Die auf mehreren Plakaten in der Altstadt rechts der Limmat angekündigte Sanierung des Wolfbach-Mischwasserkanals, die seit Januar bis im Spätsommer durchgeführt wird, erinnert uns an die Existenz dieses Baches, der unsichtbar unter dem Niederdorf die Stadt durchquerte und kurz vor der Rudolf-Brun-Brücke in die Limmat mündete. Am Adlisberg entspringend, fliesst der Wolfbach als offener Bachlauf durchs Doldertal der Stadt zu bis auf die Höhe der Bungertwies, wo er heute endgültig im Untergrund verschwindet. Das war nicht immer so: Bis in die Mitte des 19. Jahrhunderts galt der Bach als Lebensnerv der Gemeinde Hottingen, und erst 1895 wurde er, damals bereits oberhalb der Bergstrasse, eingedolt. 90 Jahre später führten die Bemühungen um die Renaturierung zur erneuten teilweisen Offenlegung des Baches; das ursprüngliche Projekt der späten 1980er Jahre ging von der Vision aus, den Wolfbach wieder als naturnahes Stadtbächlein durch die Dolderstrasse bis hinunter zum Baschligplatz freizulegen. Über diese Maximallösung gingen die Meinungen im Quartier aber heftig auseinander, und verwirklicht wurde schliesslich nur das 250 Meter lange Teilstück zwischen Bergstrasse und Bungertwies. Der weitere Verlauf des ursprünglichen Bachbetts durch Hottingen bis vor die Tore der Stadt und dann durch die Gassen des mittelalterlichen Zürich lässt sich anhand von Ansichten und alten Plänen recht gut verfolgen. Entlang der heutigen Wolfbachstrasse gelangte der Bach zur Hottingerporte in der barocken Stadtbefestigung, unterquerte dann in einem Tunnel die Schanze, um nördlich am heutigen Heimplatz vorbei über den oberen Hirschengraben zur mittelalterlichen Stadtmauer zu fliessen.

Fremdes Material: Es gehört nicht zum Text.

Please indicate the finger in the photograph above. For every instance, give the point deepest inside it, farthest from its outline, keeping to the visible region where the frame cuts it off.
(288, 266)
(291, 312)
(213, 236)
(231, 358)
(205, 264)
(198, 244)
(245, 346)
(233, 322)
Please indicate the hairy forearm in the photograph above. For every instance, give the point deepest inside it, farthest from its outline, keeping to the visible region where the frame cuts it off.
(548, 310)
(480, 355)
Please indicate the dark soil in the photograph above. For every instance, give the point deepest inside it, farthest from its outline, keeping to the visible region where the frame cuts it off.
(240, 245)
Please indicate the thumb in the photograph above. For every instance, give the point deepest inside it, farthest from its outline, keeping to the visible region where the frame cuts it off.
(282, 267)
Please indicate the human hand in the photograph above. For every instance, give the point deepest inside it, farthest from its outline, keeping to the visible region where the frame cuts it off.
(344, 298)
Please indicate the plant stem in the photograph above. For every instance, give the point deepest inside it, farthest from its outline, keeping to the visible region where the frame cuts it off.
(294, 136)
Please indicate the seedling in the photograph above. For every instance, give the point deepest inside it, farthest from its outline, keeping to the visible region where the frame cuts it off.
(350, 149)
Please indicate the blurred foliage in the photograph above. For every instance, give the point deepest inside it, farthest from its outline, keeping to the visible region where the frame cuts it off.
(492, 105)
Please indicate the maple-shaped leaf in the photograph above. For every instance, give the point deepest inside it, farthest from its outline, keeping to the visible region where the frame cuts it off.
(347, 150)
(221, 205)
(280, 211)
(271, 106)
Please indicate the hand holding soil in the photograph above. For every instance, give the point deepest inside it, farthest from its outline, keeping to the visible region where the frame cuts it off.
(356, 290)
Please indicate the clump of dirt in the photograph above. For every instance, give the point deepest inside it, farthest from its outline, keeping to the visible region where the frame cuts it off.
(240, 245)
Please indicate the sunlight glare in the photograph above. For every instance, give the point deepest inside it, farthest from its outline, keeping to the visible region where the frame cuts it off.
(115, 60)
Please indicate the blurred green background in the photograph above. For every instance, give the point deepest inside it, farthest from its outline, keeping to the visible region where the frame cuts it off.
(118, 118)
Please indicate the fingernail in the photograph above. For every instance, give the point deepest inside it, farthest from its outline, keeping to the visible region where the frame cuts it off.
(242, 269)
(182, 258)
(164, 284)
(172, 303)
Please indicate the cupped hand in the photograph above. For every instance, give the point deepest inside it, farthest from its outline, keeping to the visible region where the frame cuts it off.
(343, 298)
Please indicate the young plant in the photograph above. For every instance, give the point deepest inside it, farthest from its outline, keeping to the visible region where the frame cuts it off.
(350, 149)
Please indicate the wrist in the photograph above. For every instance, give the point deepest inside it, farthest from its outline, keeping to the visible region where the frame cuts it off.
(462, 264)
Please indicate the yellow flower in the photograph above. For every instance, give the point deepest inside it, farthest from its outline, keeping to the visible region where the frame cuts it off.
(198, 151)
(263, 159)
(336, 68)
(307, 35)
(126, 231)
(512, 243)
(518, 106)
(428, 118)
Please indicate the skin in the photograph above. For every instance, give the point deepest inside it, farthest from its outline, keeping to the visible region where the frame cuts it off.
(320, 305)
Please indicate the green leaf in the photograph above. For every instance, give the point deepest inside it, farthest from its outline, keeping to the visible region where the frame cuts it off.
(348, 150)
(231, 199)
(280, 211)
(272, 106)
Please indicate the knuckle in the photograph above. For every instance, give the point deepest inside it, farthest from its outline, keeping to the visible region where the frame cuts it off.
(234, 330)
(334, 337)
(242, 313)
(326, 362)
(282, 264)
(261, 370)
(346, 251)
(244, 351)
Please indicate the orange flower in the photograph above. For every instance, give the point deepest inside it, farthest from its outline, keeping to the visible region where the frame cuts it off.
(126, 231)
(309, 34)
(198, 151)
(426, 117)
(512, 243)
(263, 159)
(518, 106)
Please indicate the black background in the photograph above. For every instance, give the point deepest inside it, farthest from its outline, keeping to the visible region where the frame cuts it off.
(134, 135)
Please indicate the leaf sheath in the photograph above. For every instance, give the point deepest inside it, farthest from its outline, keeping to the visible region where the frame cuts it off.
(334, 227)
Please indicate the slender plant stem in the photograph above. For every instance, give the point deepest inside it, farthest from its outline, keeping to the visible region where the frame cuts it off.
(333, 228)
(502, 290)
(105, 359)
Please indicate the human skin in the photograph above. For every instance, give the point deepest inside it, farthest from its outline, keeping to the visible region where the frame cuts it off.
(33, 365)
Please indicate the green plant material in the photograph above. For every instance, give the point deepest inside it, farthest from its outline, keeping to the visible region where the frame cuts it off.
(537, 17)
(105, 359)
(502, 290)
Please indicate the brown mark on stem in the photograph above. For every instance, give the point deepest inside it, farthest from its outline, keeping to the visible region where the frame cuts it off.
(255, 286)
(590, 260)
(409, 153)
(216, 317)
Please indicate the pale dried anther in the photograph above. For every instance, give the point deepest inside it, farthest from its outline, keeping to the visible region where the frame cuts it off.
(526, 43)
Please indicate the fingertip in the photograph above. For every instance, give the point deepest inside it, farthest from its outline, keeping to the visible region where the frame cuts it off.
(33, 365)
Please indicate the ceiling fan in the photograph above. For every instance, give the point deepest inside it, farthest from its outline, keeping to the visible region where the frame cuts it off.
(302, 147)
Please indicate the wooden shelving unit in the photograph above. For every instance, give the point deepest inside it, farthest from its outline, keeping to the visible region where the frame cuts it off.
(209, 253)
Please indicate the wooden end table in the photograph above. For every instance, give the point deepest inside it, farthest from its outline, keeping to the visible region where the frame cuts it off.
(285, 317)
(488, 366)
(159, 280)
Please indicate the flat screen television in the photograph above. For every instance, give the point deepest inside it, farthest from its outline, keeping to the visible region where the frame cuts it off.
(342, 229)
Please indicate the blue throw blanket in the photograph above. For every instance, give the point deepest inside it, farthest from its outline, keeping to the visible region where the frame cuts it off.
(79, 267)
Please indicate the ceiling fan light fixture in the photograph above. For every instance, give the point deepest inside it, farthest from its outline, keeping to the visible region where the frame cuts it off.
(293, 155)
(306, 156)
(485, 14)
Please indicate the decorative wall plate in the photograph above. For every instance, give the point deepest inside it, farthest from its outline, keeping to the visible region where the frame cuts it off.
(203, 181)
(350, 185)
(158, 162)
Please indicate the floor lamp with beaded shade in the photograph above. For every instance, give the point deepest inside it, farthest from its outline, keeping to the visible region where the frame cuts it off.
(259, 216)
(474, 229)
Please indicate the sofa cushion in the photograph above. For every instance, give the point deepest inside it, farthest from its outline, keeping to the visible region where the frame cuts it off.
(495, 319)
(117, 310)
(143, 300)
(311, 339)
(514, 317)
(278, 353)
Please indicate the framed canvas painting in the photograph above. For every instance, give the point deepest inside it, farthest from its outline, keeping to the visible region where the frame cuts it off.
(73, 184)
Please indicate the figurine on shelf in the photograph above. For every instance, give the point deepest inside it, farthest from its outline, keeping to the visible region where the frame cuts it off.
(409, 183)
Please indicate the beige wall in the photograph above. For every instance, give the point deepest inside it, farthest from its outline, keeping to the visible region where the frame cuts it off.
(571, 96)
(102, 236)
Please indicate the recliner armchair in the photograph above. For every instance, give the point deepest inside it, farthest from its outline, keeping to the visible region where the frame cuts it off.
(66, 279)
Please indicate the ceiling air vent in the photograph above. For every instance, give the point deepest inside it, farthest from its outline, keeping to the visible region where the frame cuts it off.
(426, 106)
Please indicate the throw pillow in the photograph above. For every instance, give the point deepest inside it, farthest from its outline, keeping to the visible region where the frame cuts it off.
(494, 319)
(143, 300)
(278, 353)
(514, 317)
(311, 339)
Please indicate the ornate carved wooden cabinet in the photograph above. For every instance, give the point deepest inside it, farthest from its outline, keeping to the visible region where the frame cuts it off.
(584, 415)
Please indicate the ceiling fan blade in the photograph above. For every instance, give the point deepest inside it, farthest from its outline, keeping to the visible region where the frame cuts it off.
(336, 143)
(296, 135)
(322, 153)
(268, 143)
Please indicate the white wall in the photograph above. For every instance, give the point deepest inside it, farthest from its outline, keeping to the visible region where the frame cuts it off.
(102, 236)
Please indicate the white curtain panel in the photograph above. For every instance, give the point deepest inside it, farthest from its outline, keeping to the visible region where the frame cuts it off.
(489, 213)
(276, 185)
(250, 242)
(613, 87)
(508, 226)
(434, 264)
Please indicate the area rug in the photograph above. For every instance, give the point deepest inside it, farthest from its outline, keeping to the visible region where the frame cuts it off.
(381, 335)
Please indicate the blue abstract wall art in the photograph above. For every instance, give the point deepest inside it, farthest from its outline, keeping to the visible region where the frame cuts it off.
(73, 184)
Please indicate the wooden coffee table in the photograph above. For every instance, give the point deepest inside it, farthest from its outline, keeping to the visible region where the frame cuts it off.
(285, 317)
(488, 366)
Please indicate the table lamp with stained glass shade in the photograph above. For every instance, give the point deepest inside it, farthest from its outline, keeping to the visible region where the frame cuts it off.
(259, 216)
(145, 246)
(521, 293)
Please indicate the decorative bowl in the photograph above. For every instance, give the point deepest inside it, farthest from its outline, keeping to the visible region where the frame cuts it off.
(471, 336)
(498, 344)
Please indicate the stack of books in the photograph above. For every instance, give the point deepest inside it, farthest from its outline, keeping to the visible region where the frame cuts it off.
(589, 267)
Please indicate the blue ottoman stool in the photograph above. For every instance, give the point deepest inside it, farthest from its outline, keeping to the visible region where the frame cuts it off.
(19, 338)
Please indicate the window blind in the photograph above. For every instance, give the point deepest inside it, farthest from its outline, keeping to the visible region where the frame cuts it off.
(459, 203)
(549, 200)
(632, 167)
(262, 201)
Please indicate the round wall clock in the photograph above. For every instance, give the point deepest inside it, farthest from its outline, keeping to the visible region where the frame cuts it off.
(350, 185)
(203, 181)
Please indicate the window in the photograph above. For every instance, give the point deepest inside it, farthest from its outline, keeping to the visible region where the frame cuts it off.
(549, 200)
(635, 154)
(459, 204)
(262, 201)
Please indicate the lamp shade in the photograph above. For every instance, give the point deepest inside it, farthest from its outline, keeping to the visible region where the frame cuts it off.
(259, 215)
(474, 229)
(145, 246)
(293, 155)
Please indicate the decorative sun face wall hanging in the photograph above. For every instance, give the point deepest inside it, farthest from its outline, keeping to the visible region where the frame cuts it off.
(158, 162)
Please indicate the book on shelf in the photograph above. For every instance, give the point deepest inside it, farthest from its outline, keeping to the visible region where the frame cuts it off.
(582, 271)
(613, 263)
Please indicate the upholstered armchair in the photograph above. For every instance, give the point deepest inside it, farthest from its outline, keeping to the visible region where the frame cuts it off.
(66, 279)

Mit dem Abbruch der Schanzen nach 1830 entstanden die Anlage der Rämistrasse und die Kantonsschule mit dem vorgelagerten Turnplatz. Eine Ansicht von 1849 zeigt, dass der Wolfbach damals auf diesem Areal in einem grossen Ausgleichs- und Klärbecken gefasst worden war, das 1882 dem Bau der zweiten Turnhalle weichen musste. Das Bassin diente nicht nur für Löschzwecke, sondern wurde im Winter jeweils gerne als Eisbahn benützt. Der geplante Erweiterungsbau des Kunsthauses wird exakt über dem Wolfbach-Kanal und dem ehemaligen Standort dieses Bassins zu stehen kommen.

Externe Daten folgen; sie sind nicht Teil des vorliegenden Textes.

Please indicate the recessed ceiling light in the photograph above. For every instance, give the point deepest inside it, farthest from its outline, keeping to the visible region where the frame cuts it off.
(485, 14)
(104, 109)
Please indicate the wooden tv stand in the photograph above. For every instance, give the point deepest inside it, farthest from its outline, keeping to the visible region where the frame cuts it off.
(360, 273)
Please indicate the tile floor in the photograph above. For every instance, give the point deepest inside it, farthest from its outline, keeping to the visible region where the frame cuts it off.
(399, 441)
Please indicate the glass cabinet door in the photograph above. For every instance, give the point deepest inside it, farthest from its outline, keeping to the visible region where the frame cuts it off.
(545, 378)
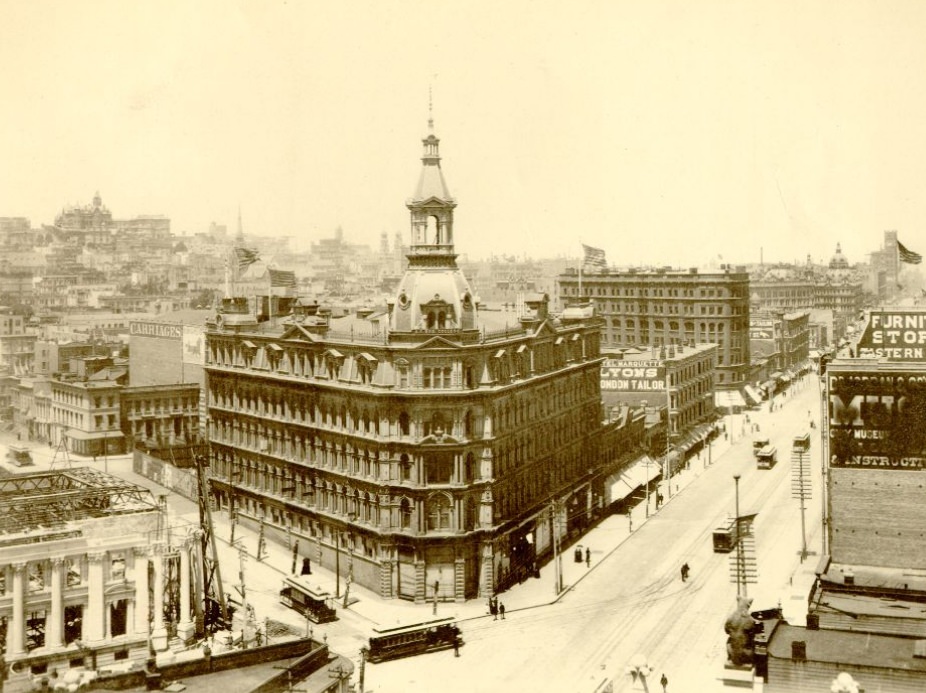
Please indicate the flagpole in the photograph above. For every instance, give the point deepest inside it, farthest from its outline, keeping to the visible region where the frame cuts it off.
(581, 265)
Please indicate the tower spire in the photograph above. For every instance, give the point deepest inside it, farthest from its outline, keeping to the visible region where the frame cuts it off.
(430, 111)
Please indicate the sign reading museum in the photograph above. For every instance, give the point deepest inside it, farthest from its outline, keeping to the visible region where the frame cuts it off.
(877, 417)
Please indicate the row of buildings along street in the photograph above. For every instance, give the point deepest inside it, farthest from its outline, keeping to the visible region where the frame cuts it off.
(438, 440)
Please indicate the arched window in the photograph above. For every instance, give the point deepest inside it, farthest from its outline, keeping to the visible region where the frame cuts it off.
(405, 514)
(440, 513)
(470, 467)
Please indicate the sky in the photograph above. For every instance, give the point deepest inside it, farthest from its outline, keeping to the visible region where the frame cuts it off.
(667, 133)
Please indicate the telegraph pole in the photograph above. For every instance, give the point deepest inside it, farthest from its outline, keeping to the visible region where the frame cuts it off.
(740, 578)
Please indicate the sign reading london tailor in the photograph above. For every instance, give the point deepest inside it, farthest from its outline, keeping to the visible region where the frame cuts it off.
(633, 376)
(894, 335)
(877, 418)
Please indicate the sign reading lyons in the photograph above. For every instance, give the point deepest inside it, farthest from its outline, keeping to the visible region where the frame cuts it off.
(633, 376)
(894, 335)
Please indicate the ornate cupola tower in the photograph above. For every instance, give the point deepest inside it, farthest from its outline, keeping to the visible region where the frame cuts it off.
(434, 295)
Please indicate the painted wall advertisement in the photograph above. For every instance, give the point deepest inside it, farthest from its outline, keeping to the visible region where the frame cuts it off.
(633, 376)
(877, 418)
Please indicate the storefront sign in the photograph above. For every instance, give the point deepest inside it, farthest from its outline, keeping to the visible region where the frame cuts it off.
(894, 335)
(877, 418)
(156, 329)
(633, 376)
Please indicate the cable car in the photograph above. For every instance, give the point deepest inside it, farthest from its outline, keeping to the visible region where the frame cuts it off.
(725, 536)
(406, 641)
(19, 455)
(312, 602)
(766, 457)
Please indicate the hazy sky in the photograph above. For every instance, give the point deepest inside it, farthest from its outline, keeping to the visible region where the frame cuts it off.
(663, 132)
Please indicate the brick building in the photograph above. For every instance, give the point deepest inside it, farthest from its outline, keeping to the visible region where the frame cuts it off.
(431, 450)
(662, 307)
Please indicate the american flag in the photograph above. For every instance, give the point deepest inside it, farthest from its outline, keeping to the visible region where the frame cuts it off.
(285, 278)
(246, 257)
(907, 255)
(594, 258)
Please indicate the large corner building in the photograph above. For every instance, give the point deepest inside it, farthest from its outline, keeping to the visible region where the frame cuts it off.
(429, 454)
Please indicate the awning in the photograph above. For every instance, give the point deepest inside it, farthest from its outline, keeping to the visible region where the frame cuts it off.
(752, 394)
(635, 475)
(729, 399)
(643, 470)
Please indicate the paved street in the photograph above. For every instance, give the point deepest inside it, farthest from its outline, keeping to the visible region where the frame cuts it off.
(630, 601)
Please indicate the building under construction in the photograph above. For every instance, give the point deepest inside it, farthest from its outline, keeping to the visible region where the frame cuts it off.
(84, 562)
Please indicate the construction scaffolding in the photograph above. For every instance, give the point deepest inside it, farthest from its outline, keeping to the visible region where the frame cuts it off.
(49, 500)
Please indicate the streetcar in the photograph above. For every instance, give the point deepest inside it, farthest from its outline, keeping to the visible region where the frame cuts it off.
(19, 455)
(758, 443)
(725, 536)
(418, 638)
(802, 443)
(312, 602)
(767, 457)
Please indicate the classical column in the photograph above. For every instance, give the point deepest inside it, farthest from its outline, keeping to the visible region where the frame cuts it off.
(93, 620)
(55, 625)
(159, 630)
(185, 627)
(18, 625)
(141, 590)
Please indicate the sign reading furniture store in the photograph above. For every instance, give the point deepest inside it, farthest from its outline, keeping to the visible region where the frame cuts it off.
(877, 417)
(633, 376)
(894, 335)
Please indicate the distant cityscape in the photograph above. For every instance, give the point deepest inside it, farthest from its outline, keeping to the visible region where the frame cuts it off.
(434, 430)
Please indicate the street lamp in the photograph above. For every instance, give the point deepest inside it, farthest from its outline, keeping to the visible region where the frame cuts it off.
(337, 561)
(740, 578)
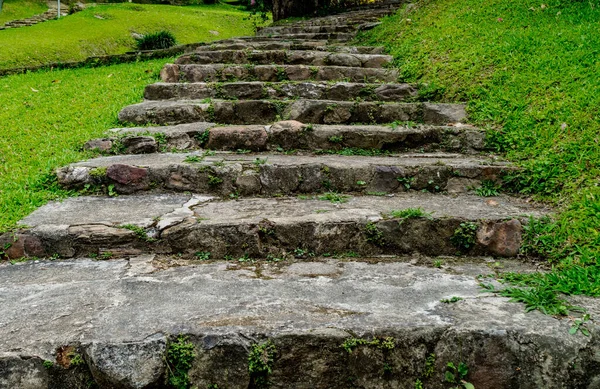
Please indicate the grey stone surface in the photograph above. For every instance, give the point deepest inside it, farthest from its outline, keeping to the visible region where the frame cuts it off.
(306, 309)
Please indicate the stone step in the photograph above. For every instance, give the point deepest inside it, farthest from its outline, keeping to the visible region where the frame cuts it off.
(283, 57)
(253, 90)
(305, 111)
(333, 36)
(274, 73)
(295, 29)
(290, 135)
(315, 324)
(260, 227)
(303, 45)
(270, 174)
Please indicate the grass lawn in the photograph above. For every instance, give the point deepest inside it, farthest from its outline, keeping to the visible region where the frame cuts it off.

Dem Stadtplan von Jos Murer von 1576 lässt sich entnehmen, wie der Wolfbach neben dem Wolfturm, zwischen Linden- und Neumarkttor unter der mittelalterlichen Stadtmauer hindurch in die Innenstadt floss. Er durchquerte die Klosteranlage des Barfüsserklosters, dessen Ausrichtung – fast 45 Grad von der sonst üblichen Ost-West-Achse abweichend – durch den Bachverlauf bestimmt gewesen ist. Die Klostergebäude beidseits des Baches, dem heutigen Standort des Obergerichts, waren durch einen gedeckten brückenartigen Zwischenbau miteinander verbunden. Aus dem Klosterareal ergoss sich der Wolfbach schliesslich in den Neumarkt, noch 1860 als offener Bach, wie ein Katasterplan aus jenem Jahre deutlich zeigt. Der vom Ingenieur Johannes Müller 1788 bis 1793 gezeichnete Zürcher Stadtplan gibt die Fortsetzung des Bachlaufs detailliert wieder, teils offen, teils zugedeckt durchs Froschauquartier zum Spital und von dort im rechten Winkel parallel zur heutigen Mühlegasse bis zur Mündung in die Limmat.
Dass der Wolfbach kein harmloses Bächlein ist, sondern durch alle Jahrhunderte bei Hochwasser immer wieder zu Überschwemmungen geführt und Keller und ebenerdige Geschäfte auch in der Altstadt unter Wasser gesetzt hat, ist vielfach belegt. Als Wolfsbach wird das Gewässer erstmals in einem Schiedsgerichtsspruch von 1606 bezeichnet, zu einer Zeit, in der die Wölfe in den Wäldern rund um Zürich durchaus noch heimisch waren.